Will Rogers and Boris Karloff
26 November 2013 | by (Youngstown,Ohio) – See all my reviews

1932's "Business and Pleasure" to this day remains one of Will Rogers' least seen efforts, and it's easy to see why; he's virtually on his own as a razor blade magnate on his way to the Middle East to buy the secrets of Damascus steel so as to conquer all competition. Working on behalf of the rival Straightback company is an exotic femme fatale, played by Dutch-born silent star Jetta Goudal, whose French accent did not lend well to talkies (in fact, this would be her last film).

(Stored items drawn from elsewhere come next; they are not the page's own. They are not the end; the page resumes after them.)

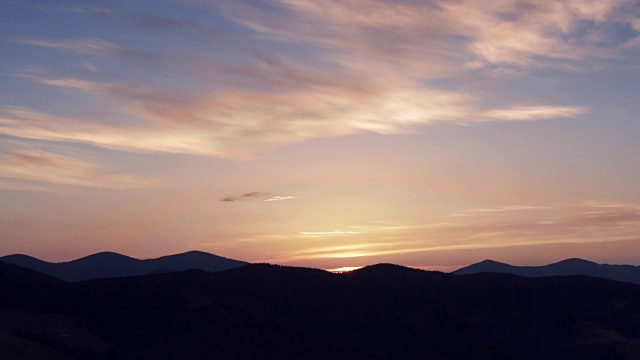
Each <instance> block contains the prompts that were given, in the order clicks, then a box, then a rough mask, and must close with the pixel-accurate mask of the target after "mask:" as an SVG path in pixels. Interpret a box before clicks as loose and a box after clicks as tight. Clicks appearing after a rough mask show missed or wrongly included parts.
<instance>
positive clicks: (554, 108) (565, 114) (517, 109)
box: [485, 106, 587, 121]
mask: <svg viewBox="0 0 640 360" xmlns="http://www.w3.org/2000/svg"><path fill="white" fill-rule="evenodd" d="M586 112H587V109H586V108H584V107H580V106H527V107H522V106H518V107H512V108H509V109H495V110H489V111H487V112H486V113H485V115H486V116H487V117H488V118H489V119H495V120H514V121H532V120H544V119H561V118H575V117H579V116H580V115H583V114H585V113H586Z"/></svg>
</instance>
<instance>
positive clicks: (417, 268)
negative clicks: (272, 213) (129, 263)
mask: <svg viewBox="0 0 640 360" xmlns="http://www.w3.org/2000/svg"><path fill="white" fill-rule="evenodd" d="M189 253H204V254H207V255H214V256H217V257H221V258H225V259H230V260H236V261H242V262H245V263H246V264H247V265H251V264H270V265H282V264H276V263H268V262H249V261H245V260H243V259H236V258H229V257H226V256H224V255H221V254H214V253H209V252H206V251H201V250H189V251H185V252H181V253H171V254H165V255H161V256H158V257H153V258H137V257H134V256H130V255H127V254H122V253H118V252H114V251H100V252H97V253H92V254H88V255H84V256H81V257H78V258H73V259H67V260H62V261H49V260H47V259H42V258H38V257H35V256H32V255H29V254H22V253H14V254H5V255H2V254H0V261H2V258H4V257H9V256H27V257H31V258H34V259H36V260H40V261H44V262H47V263H50V264H62V263H68V262H73V261H77V260H82V259H85V258H89V257H92V256H95V255H101V254H115V255H120V256H124V257H128V258H132V259H135V260H140V261H146V260H156V259H159V258H163V257H170V256H176V255H184V254H189ZM569 260H581V261H586V262H591V263H595V264H597V265H631V266H640V265H635V264H624V263H600V262H596V261H592V260H590V259H583V258H576V257H573V258H565V259H560V260H557V261H552V262H548V263H547V262H545V263H538V264H513V263H508V262H505V261H500V260H495V259H483V260H480V261H477V262H474V263H469V264H456V265H450V266H439V265H432V266H429V265H425V266H407V265H402V264H395V263H389V262H380V263H370V264H362V265H355V266H342V267H338V268H320V267H308V266H294V265H282V266H294V267H307V268H311V269H318V270H324V271H327V272H331V273H345V272H350V271H354V270H359V269H362V268H365V267H369V266H374V265H380V264H393V265H399V266H403V267H407V268H411V269H418V270H426V271H438V272H443V273H453V272H455V271H458V270H461V269H463V268H466V267H469V266H472V265H476V264H480V263H484V262H495V263H500V264H505V265H512V266H516V267H544V266H547V265H553V264H557V263H562V262H566V261H569Z"/></svg>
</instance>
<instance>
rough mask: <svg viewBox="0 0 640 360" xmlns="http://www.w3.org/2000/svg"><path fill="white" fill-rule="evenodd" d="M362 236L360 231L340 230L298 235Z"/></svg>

The best scene has Rogers impersonating a crystal gazer, complete with whiskers, to fool both Jetta and his wife (Dorothy Peterson, who made a career out of long suffering spouses). His daughter was pretty Peggy Ross, in her second and final screen appearance, romanced by a young Joel McCrea, about 17 films behind him, just on the cusp of stardom. The opening half hour is truly frustrating aboard ship, recovering nicely on land, with the unexpected appearance (for the last 15 minutes) of an uncredited Boris Karloff as Sheik Ali Ben Joseph, who would prefer to behead Rogers rather than negotiate over money. Karloff continued his varied supporting career for six months following the completion of "Frankenstein," and this proved to be the last not to offer him on-screen billing (he shortly reunited with Dorothy Peterson in "Night World," while director David Butler later did the same on 1940's "You'll Find Out"). Boris would return to Fox only once more, for 1936's "Charlie Chan at the Opera."